Wait—Disney Just Brought Back the Holy Grail of EPCOT Acoustics? Where’s the Line for This?
Attendez—Disney vient de ressortir la Sainte Grâce acoustique d’EPCOT ? Où est la file d’attente ?
Les Voices of Liberty sont de retour avec leurs mythiques « echo sets » sous le dôme de The American Adventure à EPCOT—et cette fois, ils sont habillés en chanteurs de Noël à l’ancienne. Le réveillon de Noël, c’est plus qu’une fête : c’est un pèlerinage sensoriel complet.
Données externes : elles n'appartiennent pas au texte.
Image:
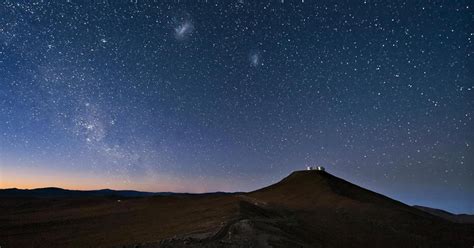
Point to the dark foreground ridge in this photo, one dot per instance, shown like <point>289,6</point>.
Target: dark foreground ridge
<point>305,209</point>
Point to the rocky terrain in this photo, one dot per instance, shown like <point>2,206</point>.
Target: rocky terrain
<point>306,209</point>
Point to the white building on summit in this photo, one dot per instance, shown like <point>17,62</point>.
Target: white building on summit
<point>319,168</point>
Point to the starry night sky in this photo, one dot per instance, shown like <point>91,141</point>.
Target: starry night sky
<point>234,95</point>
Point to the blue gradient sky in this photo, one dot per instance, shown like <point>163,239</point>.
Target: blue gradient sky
<point>234,95</point>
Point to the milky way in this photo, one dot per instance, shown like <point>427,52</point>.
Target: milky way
<point>211,95</point>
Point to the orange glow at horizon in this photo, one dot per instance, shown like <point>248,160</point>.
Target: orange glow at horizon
<point>31,178</point>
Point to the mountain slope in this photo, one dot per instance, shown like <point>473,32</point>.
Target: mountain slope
<point>305,209</point>
<point>336,213</point>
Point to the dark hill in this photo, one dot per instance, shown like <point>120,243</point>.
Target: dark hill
<point>305,209</point>
<point>459,218</point>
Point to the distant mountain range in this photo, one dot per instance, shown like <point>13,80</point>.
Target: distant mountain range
<point>305,209</point>
<point>459,218</point>
<point>53,192</point>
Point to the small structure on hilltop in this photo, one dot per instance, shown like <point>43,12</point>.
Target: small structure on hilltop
<point>319,168</point>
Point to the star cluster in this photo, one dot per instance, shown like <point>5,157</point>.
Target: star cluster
<point>233,95</point>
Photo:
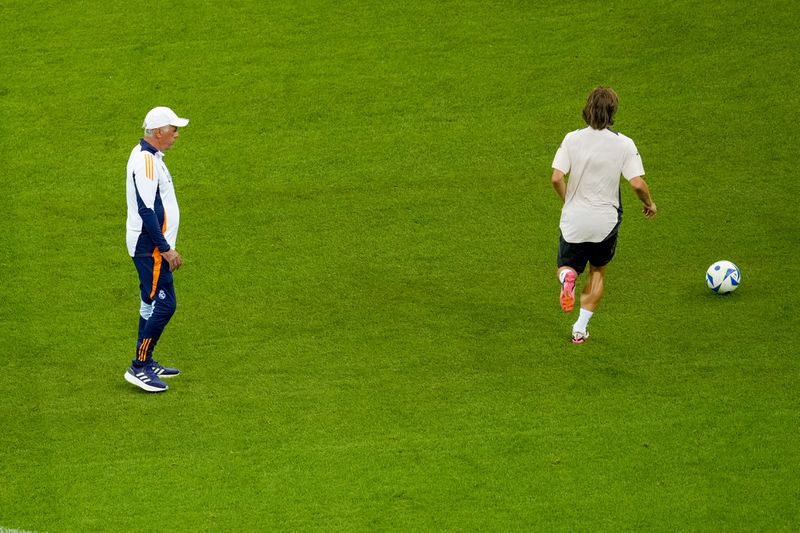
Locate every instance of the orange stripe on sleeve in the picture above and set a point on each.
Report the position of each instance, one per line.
(149, 167)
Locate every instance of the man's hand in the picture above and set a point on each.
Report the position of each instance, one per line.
(174, 259)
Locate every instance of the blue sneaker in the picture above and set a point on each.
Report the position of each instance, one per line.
(163, 371)
(145, 379)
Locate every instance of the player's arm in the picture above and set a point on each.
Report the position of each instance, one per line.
(145, 182)
(643, 192)
(559, 184)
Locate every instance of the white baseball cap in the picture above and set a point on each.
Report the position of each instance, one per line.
(158, 117)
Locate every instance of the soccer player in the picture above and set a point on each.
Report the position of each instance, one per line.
(152, 229)
(593, 157)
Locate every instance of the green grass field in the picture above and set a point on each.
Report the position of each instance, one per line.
(368, 323)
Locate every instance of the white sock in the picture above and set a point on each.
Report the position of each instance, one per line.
(583, 320)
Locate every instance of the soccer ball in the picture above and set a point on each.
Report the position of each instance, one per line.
(723, 277)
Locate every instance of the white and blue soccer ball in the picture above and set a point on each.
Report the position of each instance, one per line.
(723, 277)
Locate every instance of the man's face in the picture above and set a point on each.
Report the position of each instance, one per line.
(166, 138)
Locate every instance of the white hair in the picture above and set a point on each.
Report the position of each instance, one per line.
(152, 132)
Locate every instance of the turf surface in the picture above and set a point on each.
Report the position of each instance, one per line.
(368, 322)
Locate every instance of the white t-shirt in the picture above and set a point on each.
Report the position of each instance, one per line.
(594, 160)
(153, 214)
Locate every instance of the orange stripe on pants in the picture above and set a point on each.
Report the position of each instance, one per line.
(156, 271)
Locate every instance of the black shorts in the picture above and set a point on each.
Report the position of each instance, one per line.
(597, 254)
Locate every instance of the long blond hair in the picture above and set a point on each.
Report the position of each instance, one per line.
(600, 108)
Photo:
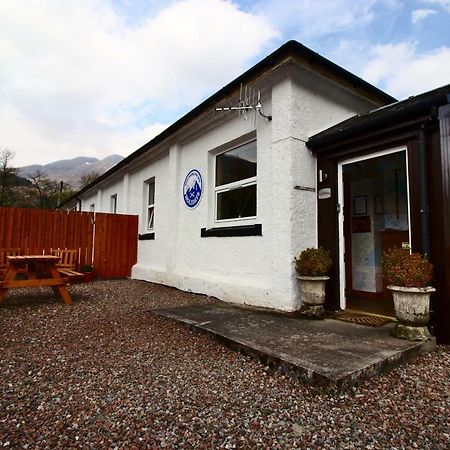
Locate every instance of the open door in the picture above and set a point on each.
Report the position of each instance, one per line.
(374, 216)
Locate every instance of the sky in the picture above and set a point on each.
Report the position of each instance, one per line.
(101, 77)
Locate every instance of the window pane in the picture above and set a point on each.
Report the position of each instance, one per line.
(151, 193)
(237, 203)
(151, 218)
(237, 164)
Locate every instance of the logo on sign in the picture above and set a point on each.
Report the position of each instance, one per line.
(192, 188)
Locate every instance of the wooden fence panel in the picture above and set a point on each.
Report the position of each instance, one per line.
(109, 241)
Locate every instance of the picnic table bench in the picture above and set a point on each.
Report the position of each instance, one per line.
(38, 270)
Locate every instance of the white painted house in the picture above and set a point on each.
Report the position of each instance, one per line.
(258, 203)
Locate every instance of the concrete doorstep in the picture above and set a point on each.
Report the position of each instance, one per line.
(324, 353)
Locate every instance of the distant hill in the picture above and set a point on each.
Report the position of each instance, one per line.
(71, 170)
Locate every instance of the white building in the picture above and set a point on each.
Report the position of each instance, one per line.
(258, 203)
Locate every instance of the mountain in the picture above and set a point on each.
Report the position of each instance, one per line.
(71, 170)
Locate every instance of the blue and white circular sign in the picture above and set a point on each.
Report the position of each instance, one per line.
(192, 188)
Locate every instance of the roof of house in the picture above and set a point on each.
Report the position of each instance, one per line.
(294, 49)
(425, 105)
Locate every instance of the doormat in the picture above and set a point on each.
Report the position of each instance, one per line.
(360, 319)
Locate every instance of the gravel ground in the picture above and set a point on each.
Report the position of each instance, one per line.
(108, 373)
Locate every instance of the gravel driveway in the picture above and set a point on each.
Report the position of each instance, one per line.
(108, 373)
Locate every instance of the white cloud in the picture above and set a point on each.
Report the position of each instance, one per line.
(421, 14)
(312, 19)
(402, 71)
(443, 3)
(75, 77)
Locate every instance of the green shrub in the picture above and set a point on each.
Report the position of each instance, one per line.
(313, 262)
(401, 268)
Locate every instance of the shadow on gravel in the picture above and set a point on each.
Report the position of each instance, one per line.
(38, 297)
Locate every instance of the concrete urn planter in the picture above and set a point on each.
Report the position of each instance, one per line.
(312, 294)
(412, 311)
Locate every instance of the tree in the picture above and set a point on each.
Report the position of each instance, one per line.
(45, 192)
(7, 176)
(88, 178)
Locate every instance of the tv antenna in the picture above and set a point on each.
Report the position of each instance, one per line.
(249, 100)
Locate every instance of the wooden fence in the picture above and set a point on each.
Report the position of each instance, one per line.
(108, 241)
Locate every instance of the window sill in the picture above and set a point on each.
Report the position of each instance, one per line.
(240, 230)
(147, 237)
Ce ne sont pas de simples chanteurs de Noël. Le dôme du rotunda a été conçu pour amplifier leurs harmonies. Ils se produisent les grands jours fériés—Memorial Day, 4 juillet, Jour des anciens combattants—mais seul Noël apporte les manteaux victoriens et l’audience recueillie.
Laissez-moi vous dire—en travaillant en coulisses à The American Adventure, j’ai vu le travail derrière les echo sets. Seule l’étalonnage audio prend trois jours. Ces prestations, c’est de la précision chirurgicale mêlée à l’âme des fêtes.
Super, une excuse de plus pour que Disney commercialise le réveillon. Après, ils factureront 79 $ pour une « zone d’écoute du chant du silence ». Pourquoi ne pas profiter des fêtes sans capitalisme rampant ?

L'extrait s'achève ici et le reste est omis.